Among the growing night sounds, there was a sharp, high whistle. It might have been the homing song of a curlew on the loch, but he recognized the signal. Someone was coming up the path—a friend.
It was Mary MacNab, who had become kitchenmaid at Lallybroch, after the death of her husband. Usually it was her son Rabbie, or Fergus, who brought him food and news, but she had come a few times before.
She had brought a basket, unusually well-supplied, with a cold roast partridge, fresh bread, several young green onions, a bunch of early cherries, and a flask of ale. Jamie examined the bounty, then looked up with a wry smile.
“My farewell feast, eh?”
She nodded, silent. She was a small woman, dark hair heavily streaked with gray, and her face lined by the difficulties of life. Still, her eyes were soft and brown, and her lips still full and gently curved.
He realized that he was staring at her mouth, and hastily turned again to the basket.
“Lord, I’ll be so full I’ll not be able to move. Even a cake, now! However did ye ladies manage that?”

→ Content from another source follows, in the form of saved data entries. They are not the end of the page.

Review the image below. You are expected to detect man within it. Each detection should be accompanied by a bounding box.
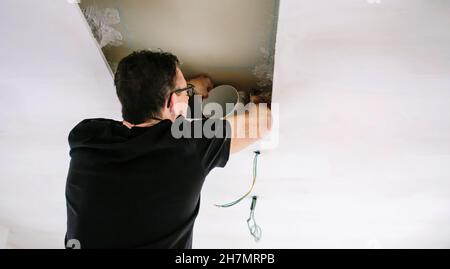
[65,50,271,249]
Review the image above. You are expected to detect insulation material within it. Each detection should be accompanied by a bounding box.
[82,5,123,48]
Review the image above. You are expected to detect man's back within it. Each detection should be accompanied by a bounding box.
[65,117,230,249]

She shrugged—she wasn’t a great chatterer, Mary MacNab—and taking the basket from him, proceeded to lay the meal on the wooden tabletop, balanced on stones. She laid places for both of them. This was nothing out of the ordinary; she had supped with him before, to give him the gossip of the district while they ate. Still, if this was his last meal before leaving Lallybroch, he was surprised that neither his sister nor the boys had come to share it. Perhaps the farmhouse had visitors that would make it difficult for them to leave undetected.